Publicado em 14 de outubro de 2010 às 13h16.

O negócio de instalações de escritório movimentou só na capital paulista mais de 1 bilhão de reais no ano passado. Instalações de escritório? Isso mesmo. Não se está falando aqui da construção de edifícios comerciais, mas de um nicho intermediário no segmento de construção civil -- aquele que vem depois de terminada a obra, porém antes da ocupação final, o "recheio". Cadeiras, estações de trabalho, divisórias, ar-condicionado, luminárias, instalação elétrica... Enfim, a infra-estrutura completa que precisa estar pronta antes de a companhia ocupar um andar ou um edifício com seus funcionários. O que pode parecer adereço de decorador, sem importância num projeto arquitetônico, na verdade não permite amadorismo. "O computador transformou o antigo escritório", afirma o arquiteto Edo Rocha. Das estações de trabalho com meras tomadas elétricas e linha telefônica, passamos hoje a contar com uma parafernália de equipamentos eletrônicos que exigem espaço adequado para funcionar. "Pode parecer uma questão banal, mas colocar toda essa plataforma tecnológica em funcionamento requer um trabalho complexo", diz Rocha.

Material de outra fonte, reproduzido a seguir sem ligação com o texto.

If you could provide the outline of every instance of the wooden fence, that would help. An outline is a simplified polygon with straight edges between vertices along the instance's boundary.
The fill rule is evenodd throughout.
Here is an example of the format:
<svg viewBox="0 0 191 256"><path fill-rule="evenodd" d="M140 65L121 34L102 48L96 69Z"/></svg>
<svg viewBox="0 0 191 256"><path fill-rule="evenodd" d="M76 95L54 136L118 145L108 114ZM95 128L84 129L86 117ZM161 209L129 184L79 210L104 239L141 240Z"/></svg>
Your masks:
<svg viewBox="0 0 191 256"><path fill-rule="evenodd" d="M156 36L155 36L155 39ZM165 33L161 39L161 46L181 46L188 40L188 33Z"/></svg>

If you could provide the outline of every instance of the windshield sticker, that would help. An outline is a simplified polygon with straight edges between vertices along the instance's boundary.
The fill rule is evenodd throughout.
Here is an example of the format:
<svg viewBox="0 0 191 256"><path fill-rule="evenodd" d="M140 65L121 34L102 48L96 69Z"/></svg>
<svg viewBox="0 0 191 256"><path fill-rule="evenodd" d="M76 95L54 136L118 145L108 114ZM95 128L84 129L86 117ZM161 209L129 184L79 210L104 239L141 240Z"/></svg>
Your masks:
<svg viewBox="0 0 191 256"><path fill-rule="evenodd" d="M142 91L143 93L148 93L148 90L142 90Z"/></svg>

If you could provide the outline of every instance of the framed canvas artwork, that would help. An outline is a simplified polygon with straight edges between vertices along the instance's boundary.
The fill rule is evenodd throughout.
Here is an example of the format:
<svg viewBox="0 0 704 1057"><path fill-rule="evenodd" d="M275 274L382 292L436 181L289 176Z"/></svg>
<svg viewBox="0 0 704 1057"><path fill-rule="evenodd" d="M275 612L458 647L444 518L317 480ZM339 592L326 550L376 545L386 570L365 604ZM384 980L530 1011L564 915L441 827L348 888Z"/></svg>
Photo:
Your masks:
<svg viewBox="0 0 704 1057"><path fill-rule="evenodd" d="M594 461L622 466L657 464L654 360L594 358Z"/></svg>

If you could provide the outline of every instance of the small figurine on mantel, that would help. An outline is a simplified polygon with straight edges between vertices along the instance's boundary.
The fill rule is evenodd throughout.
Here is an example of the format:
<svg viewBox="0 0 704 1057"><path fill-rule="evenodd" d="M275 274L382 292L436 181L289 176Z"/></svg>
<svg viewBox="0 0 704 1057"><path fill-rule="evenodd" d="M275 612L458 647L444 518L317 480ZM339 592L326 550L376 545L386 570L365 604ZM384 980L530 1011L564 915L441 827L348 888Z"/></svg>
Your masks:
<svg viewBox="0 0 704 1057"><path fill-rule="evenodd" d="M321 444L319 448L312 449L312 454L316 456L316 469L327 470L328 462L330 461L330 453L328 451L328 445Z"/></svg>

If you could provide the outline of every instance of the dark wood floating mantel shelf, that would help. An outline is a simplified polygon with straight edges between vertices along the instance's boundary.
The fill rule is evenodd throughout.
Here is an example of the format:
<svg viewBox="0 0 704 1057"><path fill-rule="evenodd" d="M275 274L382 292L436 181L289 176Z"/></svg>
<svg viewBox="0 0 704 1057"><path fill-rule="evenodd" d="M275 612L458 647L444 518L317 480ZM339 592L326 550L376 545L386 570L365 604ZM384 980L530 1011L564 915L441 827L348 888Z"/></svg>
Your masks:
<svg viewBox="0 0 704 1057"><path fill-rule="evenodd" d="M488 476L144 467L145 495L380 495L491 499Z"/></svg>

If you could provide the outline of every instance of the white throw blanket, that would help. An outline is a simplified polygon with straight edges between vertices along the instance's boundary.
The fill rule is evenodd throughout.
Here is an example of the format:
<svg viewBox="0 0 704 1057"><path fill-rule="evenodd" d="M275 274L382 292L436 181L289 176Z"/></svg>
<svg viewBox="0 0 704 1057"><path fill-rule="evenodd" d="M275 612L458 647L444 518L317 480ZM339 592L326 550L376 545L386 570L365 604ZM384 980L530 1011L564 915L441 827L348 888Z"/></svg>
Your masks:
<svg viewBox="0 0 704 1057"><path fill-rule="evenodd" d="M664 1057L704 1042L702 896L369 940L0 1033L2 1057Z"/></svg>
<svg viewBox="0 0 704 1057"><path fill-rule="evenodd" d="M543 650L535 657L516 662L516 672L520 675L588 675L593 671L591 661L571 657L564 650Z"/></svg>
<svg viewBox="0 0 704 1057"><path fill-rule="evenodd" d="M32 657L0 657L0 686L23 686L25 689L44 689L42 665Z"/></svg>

Lembra-se da fusão de dois colossos do setor farmacêutico, o alemão Hoechst Marion Roussel e o francês Rhodia Farma? No fim de 1999, as duas empresas centenárias uniram-se para formar a Aventis Pharma. Os mais de 350 funcionários que na época trabalhavam em seus escritórios em São Paulo passaram a dividir a mesma cultura e os mesmos valores corporativos -- e, principalmente, o mesmo teto. A quem coube uma parte importante da tarefa de integrar os times? Aos arquitetos. É no espaço físico que se processa a integração. Na divisão das baias, na definição dos novos chefes e de suas salas, na extinção e na criação de áreas, novos colegas se conhecem, se amam ou se tornam rivais. No caso da Aventis, a missão foi confiada ao escritório do arquiteto paulistano Marcel Monacelli, aliado a uma consultoria imobiliária.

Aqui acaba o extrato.